By the way; I don't think that Berlin being very close to Iskander's range matters much, and NATO's European HQ is even west of this map.

I looked at the issue of Iskander range and Kaliningrad Oblast mostly because I was curious about whether NATO troops may be forward based in Poland instead of Germany. The window of opportunity for withdrawal of all foreign troops from Germany is gone for the time being, due to Putin's aggressive foreign policy. The only scenario for such a withdrawal (be it advantageous or not doesn't matter right now) would be if it was decided that the troops need to be based farther forward for justifying the extra operating costs incurring from being based in a foreign country.
The graphic above makes a compelling case for not expecting any such push forward of air power at least. I guesstimate that the difference between a 500 km and a 1,000 km march isn't going to justify the huge expenses of all-new military bases either (unless the old barracks and airbases were in a very bad shape, requiring huge infrastructure investments anyway).

I suppose NATO should either set up (ground forces) bases directly in Lithuania or no new ones at all.
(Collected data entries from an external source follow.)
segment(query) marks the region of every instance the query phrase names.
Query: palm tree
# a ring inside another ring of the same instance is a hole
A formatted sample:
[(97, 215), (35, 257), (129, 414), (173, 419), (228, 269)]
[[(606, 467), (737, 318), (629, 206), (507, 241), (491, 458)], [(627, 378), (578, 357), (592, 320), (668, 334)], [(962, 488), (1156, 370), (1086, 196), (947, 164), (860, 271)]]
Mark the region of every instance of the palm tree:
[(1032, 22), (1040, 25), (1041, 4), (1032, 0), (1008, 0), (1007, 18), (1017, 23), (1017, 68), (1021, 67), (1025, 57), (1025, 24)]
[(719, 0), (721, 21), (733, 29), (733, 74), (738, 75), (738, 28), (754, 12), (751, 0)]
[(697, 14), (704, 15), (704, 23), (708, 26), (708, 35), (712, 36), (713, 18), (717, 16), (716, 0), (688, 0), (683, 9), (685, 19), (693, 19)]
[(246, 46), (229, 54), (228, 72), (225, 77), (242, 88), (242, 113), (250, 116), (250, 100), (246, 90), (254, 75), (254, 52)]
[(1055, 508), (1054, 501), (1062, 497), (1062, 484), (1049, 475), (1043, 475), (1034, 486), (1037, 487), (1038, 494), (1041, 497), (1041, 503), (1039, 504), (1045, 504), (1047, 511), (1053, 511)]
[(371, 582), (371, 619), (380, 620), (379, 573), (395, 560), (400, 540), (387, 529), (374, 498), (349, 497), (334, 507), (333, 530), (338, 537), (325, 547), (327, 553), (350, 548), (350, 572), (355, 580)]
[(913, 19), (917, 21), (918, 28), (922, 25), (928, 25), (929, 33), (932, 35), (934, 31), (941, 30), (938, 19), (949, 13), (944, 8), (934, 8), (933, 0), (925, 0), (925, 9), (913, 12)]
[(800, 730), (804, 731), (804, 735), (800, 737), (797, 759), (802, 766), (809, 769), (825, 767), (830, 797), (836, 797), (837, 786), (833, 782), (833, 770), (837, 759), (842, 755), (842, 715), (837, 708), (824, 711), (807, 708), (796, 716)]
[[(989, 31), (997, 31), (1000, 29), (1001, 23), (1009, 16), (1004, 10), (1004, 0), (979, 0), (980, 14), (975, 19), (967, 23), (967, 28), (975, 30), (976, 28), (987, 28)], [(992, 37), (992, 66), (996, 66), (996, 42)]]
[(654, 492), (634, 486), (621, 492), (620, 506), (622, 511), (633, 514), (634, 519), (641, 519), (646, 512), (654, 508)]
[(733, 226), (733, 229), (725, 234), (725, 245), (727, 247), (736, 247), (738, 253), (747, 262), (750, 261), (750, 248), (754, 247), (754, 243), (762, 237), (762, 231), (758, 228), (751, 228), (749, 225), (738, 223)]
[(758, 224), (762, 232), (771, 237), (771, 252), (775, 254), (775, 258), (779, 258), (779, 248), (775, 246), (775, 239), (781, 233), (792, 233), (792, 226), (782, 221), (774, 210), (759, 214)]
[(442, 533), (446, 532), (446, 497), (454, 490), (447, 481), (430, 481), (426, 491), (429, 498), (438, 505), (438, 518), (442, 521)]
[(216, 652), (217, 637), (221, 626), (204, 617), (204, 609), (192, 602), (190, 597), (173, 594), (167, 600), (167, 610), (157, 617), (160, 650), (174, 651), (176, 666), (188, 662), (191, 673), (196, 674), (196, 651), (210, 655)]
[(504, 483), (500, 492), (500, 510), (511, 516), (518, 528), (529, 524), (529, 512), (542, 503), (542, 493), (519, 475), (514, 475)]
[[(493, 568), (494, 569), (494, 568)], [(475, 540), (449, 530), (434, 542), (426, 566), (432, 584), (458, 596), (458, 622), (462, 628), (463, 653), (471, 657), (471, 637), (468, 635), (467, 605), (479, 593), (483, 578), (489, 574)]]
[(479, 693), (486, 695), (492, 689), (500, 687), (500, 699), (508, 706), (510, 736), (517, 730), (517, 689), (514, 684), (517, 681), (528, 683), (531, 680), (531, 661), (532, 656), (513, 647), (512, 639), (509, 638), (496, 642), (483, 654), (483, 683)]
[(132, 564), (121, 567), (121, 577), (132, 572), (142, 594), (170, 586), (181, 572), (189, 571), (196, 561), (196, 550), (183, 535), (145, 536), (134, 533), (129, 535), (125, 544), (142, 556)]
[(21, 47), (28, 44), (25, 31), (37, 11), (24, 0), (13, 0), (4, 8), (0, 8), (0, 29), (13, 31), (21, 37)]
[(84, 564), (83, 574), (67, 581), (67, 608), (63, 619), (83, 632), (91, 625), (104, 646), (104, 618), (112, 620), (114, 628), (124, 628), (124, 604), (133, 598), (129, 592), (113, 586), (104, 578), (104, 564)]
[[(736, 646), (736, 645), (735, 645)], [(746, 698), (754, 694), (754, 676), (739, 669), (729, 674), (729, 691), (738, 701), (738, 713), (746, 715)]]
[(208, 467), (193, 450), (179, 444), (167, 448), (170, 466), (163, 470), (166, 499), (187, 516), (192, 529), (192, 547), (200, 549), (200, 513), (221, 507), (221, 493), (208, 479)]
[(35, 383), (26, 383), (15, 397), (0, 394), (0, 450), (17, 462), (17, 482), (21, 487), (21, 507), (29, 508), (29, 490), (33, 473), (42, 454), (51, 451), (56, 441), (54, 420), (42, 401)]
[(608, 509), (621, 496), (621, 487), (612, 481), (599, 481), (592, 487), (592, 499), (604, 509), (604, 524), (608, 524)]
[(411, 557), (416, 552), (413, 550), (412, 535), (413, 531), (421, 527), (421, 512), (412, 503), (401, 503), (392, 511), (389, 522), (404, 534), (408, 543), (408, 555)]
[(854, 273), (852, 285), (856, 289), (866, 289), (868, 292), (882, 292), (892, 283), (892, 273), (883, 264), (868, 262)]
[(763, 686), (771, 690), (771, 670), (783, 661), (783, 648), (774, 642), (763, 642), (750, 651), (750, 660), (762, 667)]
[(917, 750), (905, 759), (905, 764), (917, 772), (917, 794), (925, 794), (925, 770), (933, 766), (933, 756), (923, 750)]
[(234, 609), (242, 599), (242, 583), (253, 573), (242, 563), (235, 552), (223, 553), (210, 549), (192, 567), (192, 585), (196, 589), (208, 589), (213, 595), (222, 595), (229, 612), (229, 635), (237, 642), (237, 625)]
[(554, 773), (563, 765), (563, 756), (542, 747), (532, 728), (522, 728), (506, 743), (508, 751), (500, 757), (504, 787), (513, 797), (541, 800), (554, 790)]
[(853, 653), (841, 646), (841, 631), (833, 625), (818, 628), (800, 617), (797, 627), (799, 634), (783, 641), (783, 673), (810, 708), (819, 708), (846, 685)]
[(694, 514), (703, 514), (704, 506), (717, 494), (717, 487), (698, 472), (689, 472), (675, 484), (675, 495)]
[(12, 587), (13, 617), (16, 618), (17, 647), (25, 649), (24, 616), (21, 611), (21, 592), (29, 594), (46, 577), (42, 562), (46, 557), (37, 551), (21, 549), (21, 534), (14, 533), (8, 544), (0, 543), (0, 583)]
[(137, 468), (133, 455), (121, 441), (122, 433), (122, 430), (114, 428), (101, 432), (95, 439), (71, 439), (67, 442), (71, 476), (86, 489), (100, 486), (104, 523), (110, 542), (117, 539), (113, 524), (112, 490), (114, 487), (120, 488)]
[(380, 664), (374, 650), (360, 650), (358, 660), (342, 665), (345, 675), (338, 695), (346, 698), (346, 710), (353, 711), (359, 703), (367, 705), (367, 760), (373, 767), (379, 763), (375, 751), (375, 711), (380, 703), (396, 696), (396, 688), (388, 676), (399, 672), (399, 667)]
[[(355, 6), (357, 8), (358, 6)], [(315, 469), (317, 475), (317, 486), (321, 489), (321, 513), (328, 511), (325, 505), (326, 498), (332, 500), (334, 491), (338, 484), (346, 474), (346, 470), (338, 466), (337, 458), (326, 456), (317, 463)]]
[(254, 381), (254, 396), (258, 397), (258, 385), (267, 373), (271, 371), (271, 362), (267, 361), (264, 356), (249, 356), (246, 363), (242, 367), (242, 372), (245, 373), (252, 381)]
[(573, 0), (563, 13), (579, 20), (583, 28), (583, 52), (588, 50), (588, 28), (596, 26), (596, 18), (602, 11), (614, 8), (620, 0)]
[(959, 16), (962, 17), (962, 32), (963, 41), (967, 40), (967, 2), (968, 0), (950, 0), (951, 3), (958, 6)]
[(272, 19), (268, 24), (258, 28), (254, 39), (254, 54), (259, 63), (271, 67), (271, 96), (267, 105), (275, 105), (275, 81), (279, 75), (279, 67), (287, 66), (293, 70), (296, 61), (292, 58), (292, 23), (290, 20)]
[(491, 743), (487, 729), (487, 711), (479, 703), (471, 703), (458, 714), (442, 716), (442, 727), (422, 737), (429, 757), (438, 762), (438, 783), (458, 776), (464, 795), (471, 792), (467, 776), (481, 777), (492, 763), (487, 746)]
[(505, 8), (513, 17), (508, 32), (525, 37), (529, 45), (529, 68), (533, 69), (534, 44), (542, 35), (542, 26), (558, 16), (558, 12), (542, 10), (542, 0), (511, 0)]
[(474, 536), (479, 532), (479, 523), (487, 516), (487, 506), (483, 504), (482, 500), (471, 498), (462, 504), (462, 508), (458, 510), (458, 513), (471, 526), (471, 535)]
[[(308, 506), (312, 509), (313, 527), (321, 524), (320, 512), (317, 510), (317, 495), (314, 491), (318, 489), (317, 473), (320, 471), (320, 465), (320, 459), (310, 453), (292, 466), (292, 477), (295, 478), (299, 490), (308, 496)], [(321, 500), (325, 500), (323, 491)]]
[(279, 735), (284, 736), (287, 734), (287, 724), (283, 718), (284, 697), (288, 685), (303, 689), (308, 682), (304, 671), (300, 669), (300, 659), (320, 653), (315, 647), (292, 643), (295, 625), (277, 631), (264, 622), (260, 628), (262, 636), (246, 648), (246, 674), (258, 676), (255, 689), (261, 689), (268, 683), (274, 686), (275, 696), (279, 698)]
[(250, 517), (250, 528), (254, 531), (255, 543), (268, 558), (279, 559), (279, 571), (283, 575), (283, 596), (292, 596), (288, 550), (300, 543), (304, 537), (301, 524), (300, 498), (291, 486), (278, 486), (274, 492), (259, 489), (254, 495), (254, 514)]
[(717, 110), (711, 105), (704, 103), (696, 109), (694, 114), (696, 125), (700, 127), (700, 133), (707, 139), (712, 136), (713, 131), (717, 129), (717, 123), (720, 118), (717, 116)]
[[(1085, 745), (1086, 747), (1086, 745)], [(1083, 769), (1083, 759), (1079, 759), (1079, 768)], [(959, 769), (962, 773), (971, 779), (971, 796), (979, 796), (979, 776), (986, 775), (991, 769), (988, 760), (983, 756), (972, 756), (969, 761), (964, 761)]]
The much more likely course of action is a very half-hearted, watered-down deployment of a few symbolic battalions in different places, including easily cut-off Estonia.
Meanwhile, NATO air power could make use of some reactivated Cold War airbases in East Germany and the Czech Republic, but I haven't seen a study about how many of those would still be available (= were not dismantled or built up for commercial purposes) at all.

Then again, NATO forces were based stupidly far forward during the 60's, 70's and 80's - maybe planners and politicians just don't care about them being in range.
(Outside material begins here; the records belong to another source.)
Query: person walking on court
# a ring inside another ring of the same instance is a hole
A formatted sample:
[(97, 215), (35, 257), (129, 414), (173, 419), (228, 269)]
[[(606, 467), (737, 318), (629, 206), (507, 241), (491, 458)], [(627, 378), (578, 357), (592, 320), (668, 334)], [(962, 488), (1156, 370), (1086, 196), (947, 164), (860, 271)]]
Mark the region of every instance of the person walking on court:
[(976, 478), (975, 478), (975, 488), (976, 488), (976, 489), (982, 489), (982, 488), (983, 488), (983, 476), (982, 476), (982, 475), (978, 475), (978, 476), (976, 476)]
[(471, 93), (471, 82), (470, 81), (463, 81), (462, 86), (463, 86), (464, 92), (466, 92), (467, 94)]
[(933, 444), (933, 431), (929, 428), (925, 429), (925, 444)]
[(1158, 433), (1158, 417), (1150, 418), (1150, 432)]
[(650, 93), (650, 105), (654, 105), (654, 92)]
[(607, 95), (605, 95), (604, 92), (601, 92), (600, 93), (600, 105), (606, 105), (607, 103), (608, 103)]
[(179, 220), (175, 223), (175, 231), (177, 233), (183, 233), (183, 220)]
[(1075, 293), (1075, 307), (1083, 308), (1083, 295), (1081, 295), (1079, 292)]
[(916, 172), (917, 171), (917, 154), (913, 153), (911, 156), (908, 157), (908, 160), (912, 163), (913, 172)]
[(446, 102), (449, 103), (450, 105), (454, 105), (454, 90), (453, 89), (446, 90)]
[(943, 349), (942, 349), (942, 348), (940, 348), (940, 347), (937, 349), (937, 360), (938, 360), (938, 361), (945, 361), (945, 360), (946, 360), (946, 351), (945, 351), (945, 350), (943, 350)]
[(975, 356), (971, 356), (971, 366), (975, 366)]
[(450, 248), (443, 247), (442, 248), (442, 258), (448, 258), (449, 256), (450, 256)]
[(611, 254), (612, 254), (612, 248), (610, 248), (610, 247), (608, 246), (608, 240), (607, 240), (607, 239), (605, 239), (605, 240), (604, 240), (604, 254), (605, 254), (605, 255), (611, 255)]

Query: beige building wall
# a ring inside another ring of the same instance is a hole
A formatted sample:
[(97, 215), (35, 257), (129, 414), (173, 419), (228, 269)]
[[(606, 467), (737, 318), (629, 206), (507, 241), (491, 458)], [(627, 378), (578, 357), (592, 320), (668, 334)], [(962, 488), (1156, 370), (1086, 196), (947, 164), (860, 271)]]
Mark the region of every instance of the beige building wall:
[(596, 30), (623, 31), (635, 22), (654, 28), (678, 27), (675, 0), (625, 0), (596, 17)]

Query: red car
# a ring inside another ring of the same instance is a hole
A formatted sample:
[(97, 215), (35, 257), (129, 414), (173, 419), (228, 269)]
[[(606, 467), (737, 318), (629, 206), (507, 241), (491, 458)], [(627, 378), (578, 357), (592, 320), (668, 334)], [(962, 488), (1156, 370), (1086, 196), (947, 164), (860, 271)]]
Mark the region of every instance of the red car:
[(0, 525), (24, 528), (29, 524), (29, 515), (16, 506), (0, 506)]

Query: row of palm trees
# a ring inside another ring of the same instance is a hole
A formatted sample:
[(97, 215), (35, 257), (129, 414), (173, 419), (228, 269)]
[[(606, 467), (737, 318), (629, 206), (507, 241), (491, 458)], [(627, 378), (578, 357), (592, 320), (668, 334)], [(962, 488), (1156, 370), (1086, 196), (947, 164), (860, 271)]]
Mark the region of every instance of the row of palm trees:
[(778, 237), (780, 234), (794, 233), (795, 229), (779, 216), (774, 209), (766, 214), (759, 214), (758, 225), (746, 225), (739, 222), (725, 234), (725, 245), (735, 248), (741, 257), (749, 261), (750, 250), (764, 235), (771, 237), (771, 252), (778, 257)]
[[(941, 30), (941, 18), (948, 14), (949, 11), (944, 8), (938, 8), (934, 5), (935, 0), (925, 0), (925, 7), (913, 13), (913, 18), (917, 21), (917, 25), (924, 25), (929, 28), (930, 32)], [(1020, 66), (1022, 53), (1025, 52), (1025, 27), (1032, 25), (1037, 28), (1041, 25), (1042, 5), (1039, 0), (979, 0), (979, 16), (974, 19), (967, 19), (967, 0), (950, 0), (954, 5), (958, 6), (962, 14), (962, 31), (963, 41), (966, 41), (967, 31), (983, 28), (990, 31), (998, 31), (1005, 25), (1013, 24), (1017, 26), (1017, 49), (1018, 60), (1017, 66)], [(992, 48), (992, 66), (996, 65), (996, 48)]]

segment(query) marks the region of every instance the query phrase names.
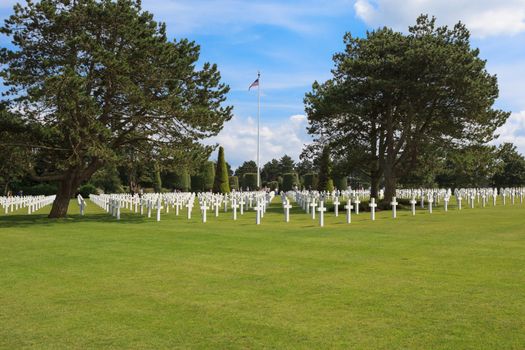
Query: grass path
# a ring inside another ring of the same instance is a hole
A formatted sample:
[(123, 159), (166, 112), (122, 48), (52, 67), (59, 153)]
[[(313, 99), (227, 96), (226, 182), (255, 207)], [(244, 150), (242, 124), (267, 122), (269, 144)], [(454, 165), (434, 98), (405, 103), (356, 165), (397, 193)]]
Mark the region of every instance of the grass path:
[(324, 228), (277, 202), (260, 226), (48, 210), (0, 216), (0, 348), (525, 348), (525, 205)]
  1. " Putin's aggressive foreign policy"

    You lost me there. Small defensive movements against a NATO putsch in Ukraine and an Jihadist onslaught in Syria are "aggressive moves"? How?

    The elimination of the ABM treaty by the U.S. and other U.S. policy measures against Russia are not aggressive then?

    1. Yes, attacking a neighbouring country that had its sovereignty guaranteed by your country is aggressive, period.

      And the Russian propaganda line that the event sin Kiev constituted a coup d'etat or Putsch are nonsense because the definition requires police or military to change the government with force - or else it's no coup d'etat, period. The Russian deception through choice of words is meant to delegitimize what was effectively a revolution and it serves to distract from the fact that the government was evidently grossly corrupt.
      Russia had no right whatsoever to attack, much less to annex conquered territory, period. It had Ukrainian sovereignty recognised and guaranteed.

    2. A revolution might have been what was hoped by citizens which were not fighting. In the end, the revolution was taken over by groups that are just as corrupt as the ones before. And the replacement of the old power forces was done illegally. So, no revolution in the end, a classic coup d'etat where some corrupt power elites are replacing other elites. The only difference between them is the master that is behind them.

    3. No, a coup d'état requires BY DEFINITION that armed forces or police of the state itself move to remove the government. This did not happen, period. You use the wrong incorrectly as well.

  2. @Morknecht:
    Frankly, stuff your Russian BS propaganda into your private dark place. I'm not stupid enough to fall for it. (He sent a comment full of obvious lies and BS.)